Wolday Ameha, president of the Ethiopian Economic
Association (EEA) told Fortune. "For the time
being, the state has to manage the economy."
However, Wolday argues that the state should
gradually pull its hands out of the economy and make
sure that the private sector stands on its feet.
In classical economics the private sector is the
engine of growth; but there is doubt among
economists in Ethiopia that free market conditions
can initiate the growth needed to alleviate poverty
in one of the poorest countries in the world.
UNCTAD listed four major roles that the state, not
the private sector, would play in order to jump
start the highly aspired growth in the region
through strong institutional frameworks.
The report contended that improving tax collection
capacity could double tax revenues in some
countries. Large variations in the ratios of tax
revenues to gross domestic product (GDP) suggest
that countries with very low ratios have the
potential to increase revenues dramatically.
Analysts consider Ethiopia a part of this group.
The second role of the state according to the report
is formalising economic activities so that the tax
base would potentially increase. The informal sector
has become an increasingly important segment of
economic activity in many African countries due to
economic liberalisation and state roll-back policies
pursued over the last 25 years, the report says.
Also included in the report is the creation of a
condition in which more remittances are channelled
through banking systems. Unrecorded remittances,
unlike the recorded ones, spur consumption rather
than investment, which adversely affects the growth
of a country.
UNCTAD also argues that capital flight is
continuously denying African economies large amounts
of the continent's resources for investment. A study
made in 2000 estimated that the stock of capital
flight from Africa is higher than the stock of the
continent's debt, prompting some analysts to
conclude that Africa is a "net creditor" versus the
rest of the world.
Mr.
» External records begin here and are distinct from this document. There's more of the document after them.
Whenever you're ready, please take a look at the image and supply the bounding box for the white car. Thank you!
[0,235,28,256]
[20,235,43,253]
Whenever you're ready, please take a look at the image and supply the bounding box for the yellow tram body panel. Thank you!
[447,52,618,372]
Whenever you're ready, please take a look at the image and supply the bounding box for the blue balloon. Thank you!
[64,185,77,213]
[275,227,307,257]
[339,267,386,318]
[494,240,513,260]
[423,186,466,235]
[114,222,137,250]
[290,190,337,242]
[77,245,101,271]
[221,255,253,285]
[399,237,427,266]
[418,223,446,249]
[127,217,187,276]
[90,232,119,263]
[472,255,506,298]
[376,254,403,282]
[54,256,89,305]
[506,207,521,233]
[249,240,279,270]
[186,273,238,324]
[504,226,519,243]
Nkurunzia asserted that, following profit
maximisation motives, the private sector on its own
is not concerned directly with these four crucial
areas needed for growth enhancement.
"The state should ensure that private interests
converge with collective interests," he said.
"Ignoring collective interest, development cannot
come into the fore."
However, it is feared that the latest report would
be frowned upon by international institutions like
the World Bank and the International Monetary Fund (IMF)
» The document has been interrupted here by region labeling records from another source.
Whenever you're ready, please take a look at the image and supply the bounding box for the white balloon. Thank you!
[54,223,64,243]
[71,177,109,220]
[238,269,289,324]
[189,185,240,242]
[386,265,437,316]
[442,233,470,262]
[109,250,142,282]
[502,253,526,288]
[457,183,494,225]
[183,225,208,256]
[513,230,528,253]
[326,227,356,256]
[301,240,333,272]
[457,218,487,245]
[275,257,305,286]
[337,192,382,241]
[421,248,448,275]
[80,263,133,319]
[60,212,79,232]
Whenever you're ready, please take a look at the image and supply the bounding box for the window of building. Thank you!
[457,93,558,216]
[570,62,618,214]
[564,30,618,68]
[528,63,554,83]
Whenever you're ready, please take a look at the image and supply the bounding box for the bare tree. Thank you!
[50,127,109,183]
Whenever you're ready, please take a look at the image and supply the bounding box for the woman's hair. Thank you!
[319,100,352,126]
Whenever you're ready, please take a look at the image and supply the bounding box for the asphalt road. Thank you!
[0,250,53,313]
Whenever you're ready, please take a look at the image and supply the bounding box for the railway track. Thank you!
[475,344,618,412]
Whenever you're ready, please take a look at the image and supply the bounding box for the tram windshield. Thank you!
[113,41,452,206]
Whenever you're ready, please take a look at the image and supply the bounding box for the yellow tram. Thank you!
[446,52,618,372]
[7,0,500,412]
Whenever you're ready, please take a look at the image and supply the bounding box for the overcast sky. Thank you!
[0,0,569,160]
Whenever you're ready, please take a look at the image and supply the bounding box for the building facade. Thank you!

as they tend to adhere to the more classical
approach advising African countries to create an
economy in which the role of the state is minimal.
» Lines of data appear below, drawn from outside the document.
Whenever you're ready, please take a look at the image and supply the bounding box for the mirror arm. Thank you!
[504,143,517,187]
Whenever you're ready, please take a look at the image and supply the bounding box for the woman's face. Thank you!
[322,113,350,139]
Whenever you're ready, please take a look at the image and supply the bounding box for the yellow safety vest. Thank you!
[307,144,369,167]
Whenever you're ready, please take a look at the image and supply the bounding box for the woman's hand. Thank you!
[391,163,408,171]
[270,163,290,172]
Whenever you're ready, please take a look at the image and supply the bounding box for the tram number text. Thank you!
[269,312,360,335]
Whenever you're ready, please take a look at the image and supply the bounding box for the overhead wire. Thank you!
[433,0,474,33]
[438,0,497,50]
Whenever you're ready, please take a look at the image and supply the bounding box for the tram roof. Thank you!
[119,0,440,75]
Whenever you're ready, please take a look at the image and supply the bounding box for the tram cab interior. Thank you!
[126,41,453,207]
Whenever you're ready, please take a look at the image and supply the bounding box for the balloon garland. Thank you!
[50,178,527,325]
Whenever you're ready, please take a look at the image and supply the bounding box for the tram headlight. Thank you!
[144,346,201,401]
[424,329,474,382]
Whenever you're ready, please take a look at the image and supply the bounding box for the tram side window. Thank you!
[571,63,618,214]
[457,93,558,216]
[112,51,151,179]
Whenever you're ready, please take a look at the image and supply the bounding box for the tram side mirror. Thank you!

"We should not apply across the board prescriptions
by these financial institutions," Wolday told
Fortune. "The government and the private sector
should work in collaboration to bring about the
change we long for."
Nkurunzia however, believes that these institutions
consider this move as a compliment to their policy
prescriptions, which is now tilting to the desire
for a strong state that effectively mobilises its
domestic resources efficiently.
"They know as well as us that the state has a
crucial role to play," Nkurunzia told Fortune.